Primark: quale sarà il futuro del brand dopo la Brexit
I risultati del referendum Brexit sono arrivati questa mattina come una doccia fredda. Contrariamente a quanto gli opinion poll avevano lasciato intendere per tutta la notte, dopo un lunghissimo spoglio è arrivata la decisione del popolo della Gran Bretagna: fuori dall'Unione Europea.
Una notizia che ha gelato il mondo della moda, ampiamente schierato contro l'uscita attraverso varie iniziative, da sottoscrizione di appelli a manifestazioni pubbliche. Purtroppo i loro sforzi non sono bastati. Vivienne Westwood, tra le più attive sostenitrici del Remain, ha deciso di affidare il suo stato d'animo alla musica graffiante dei Sex Pistols, postando il titolo di un loro celebre, quanto in questo caso emblematico, brano: No Future.
E in effetti sono in tanti a interrogarsi, in queste ore, su quale possa essere il futuro della moda britannica. Londra è una delle capitali del fashion europeo, con una Settimana della Moda tra le più attese e seguite, nonché centro nevralgico di tante scuole, una su tutte la famosa Saint Martins, e di tanti brand diffusi in tutto il mondo.
È il caso della nota catena irlandese Primark, che ha la base del suo impero proprio nel Regno Unito. Si tratta di un'azienda specializzata nella vendita di abbigliamento low cost e appartiene alla Associated British Foods. Un vero e proprio fenomeno in espansione costante, arrivato da poco anche in Italia. Dal 2006 Primark ha iniziato ad aprire punti vendita in giro per l'Europa, dopo il primo negozio in Spagna: oggi ne ha quasi 300. Gli affari sono sempre andati molto bene, con vendite che si moltiplicano di anno in anno, persino in tempi di crisi economica.

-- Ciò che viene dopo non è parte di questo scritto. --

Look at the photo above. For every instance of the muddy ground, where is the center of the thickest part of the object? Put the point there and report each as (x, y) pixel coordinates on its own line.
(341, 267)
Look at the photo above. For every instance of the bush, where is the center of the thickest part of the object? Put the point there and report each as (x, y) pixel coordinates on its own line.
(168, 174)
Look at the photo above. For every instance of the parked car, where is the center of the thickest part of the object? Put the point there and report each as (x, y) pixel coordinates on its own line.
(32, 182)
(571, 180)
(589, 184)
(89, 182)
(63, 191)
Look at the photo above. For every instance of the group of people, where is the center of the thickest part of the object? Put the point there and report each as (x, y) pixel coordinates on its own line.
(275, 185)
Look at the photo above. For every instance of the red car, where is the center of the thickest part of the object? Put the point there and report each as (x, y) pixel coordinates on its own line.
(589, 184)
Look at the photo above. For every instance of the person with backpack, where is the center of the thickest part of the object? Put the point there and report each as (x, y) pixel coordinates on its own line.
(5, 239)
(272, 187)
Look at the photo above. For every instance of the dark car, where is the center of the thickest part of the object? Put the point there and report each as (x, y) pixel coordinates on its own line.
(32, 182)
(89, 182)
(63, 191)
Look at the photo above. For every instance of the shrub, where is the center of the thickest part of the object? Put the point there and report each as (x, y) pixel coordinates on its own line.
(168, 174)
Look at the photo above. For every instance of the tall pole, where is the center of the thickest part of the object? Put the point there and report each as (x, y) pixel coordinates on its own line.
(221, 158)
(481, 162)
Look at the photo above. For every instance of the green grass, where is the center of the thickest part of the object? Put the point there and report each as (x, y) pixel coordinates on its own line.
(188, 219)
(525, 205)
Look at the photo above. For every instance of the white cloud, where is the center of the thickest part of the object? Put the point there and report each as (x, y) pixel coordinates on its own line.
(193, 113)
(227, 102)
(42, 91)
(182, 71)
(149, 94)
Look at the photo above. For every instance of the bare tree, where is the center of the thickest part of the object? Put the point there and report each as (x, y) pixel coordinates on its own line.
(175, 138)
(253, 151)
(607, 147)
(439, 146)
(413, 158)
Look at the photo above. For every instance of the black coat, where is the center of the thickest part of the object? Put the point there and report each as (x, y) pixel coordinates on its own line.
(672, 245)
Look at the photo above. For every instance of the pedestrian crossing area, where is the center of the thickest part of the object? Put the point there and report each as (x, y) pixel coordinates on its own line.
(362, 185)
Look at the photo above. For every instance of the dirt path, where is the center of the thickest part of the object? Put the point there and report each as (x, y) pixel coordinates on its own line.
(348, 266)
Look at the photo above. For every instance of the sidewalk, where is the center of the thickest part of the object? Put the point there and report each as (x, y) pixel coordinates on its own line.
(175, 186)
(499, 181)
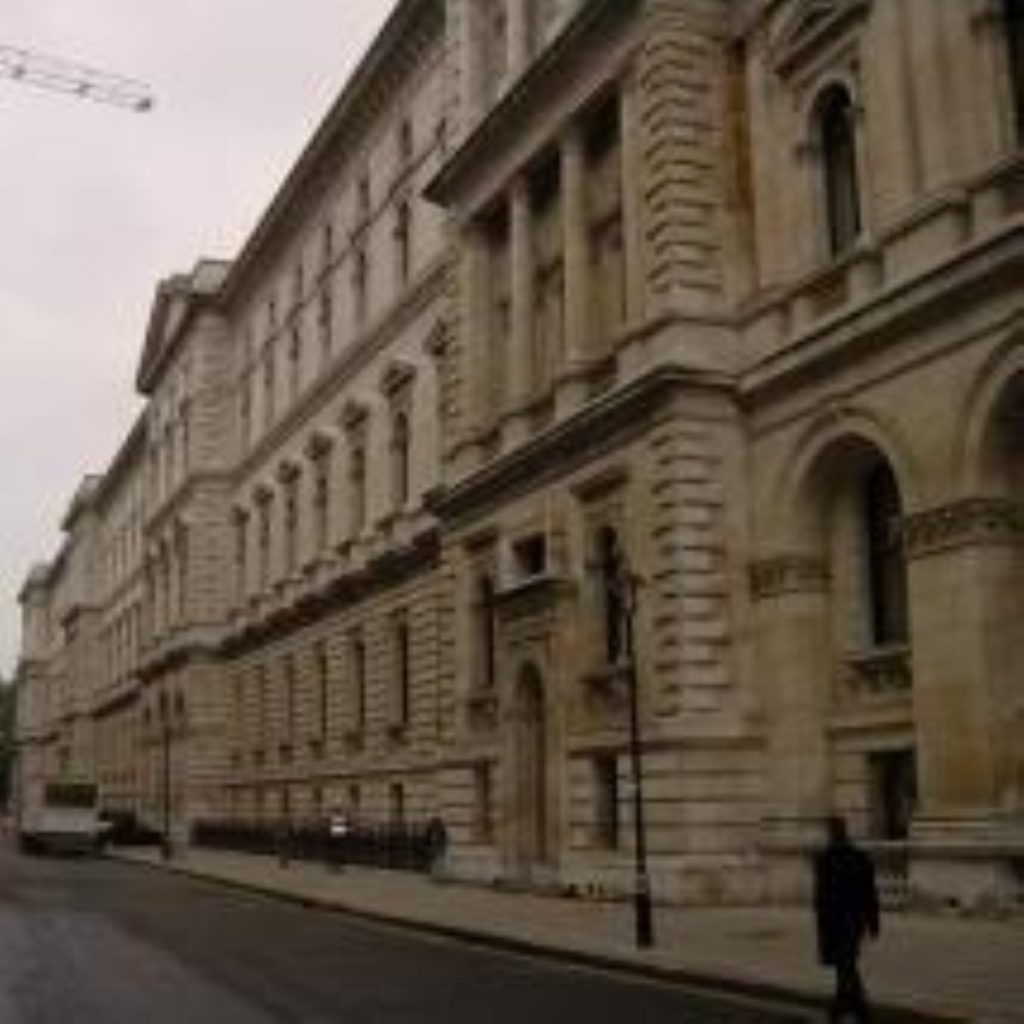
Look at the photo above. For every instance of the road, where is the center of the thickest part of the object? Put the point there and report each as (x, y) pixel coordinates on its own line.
(100, 942)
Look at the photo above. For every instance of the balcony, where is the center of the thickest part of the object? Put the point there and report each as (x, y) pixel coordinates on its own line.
(879, 674)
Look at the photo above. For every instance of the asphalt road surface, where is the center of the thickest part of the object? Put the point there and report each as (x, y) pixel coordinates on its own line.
(90, 941)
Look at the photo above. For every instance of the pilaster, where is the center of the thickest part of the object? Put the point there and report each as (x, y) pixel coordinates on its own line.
(520, 355)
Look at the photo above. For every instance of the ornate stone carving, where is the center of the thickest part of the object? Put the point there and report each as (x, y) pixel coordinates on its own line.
(884, 672)
(974, 520)
(787, 574)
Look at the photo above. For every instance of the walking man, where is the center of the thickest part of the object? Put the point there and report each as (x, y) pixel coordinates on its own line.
(846, 905)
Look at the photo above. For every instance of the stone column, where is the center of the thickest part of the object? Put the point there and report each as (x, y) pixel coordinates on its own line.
(571, 388)
(795, 663)
(966, 573)
(469, 67)
(520, 355)
(474, 342)
(632, 200)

Con la sua diffusione capillare nel Vecchio Continente, però, non può non interrogarsi sull'impatto della Brexit. Già nei primi mesi del 2016 si sono registrate contrazioni nei ricavi, ma i vertici dell'Associated British Foods, pur ammettendo il clima di incertezza nel mondo finanziario scatenato dal referendum, hanno sempre cercato di minimizzare. Secondo la proprietà, la gestione della catena Primark non subirebbe alcuna flessione a causa della Brexit. Per ogni zona, infatti, ha dichiarato il chief executive George Weston, ci sono catene di produzione autonome e quindi il commercio trasfrontaliero tra Regno Unito, Europa e Stati Uniti sarebbe minimo, senza gravi aumenti di costi.
La situazione, però, non è così rosea. Innanzitutto è difficile credere che una catena di tali dimensioni non necessiti di traffico di beni di produzione da un paese all'altro. E i prezzi, con l'uscita effettiva della Gran Bretagna dall'Unione, aumenterebbero sicuramente a dismisura con una forte contrazione del libero mercato, come rilevato anche dal New York Times. Inoltre a spostarsi, in aziende di tale entità, non sono solo beni, ma anche e soprattutto le risorse umane. In questo modo qualsiasi viaggio diventa più complicato, tra passaporti e controlli che ormai sembravano solo ricordi di un passato macchinoso da dimenticare. E ancora, un vero dramma per quelle figure manageriali per loro natura apolidi, che necessitano di spostarsi di sede in sede anche nel giro di pochi giorni.
Il discorso, ovviamente, non vale solo per Primark, ma per tutte quelle aziende e quelle firme dal respiro internazionale, che nella moda sono praticamente tutte. Il rischio è che la moda inglese a lungo andare possa restare isolata nelle barriere dei dazi e delle pratiche burocratiche, sottraendo linfa all'intero sistema, in termini economici e di ispirazione. Un vero controsenso per un mondo che, per sua definizione, è quanto di più cosmopolita esista.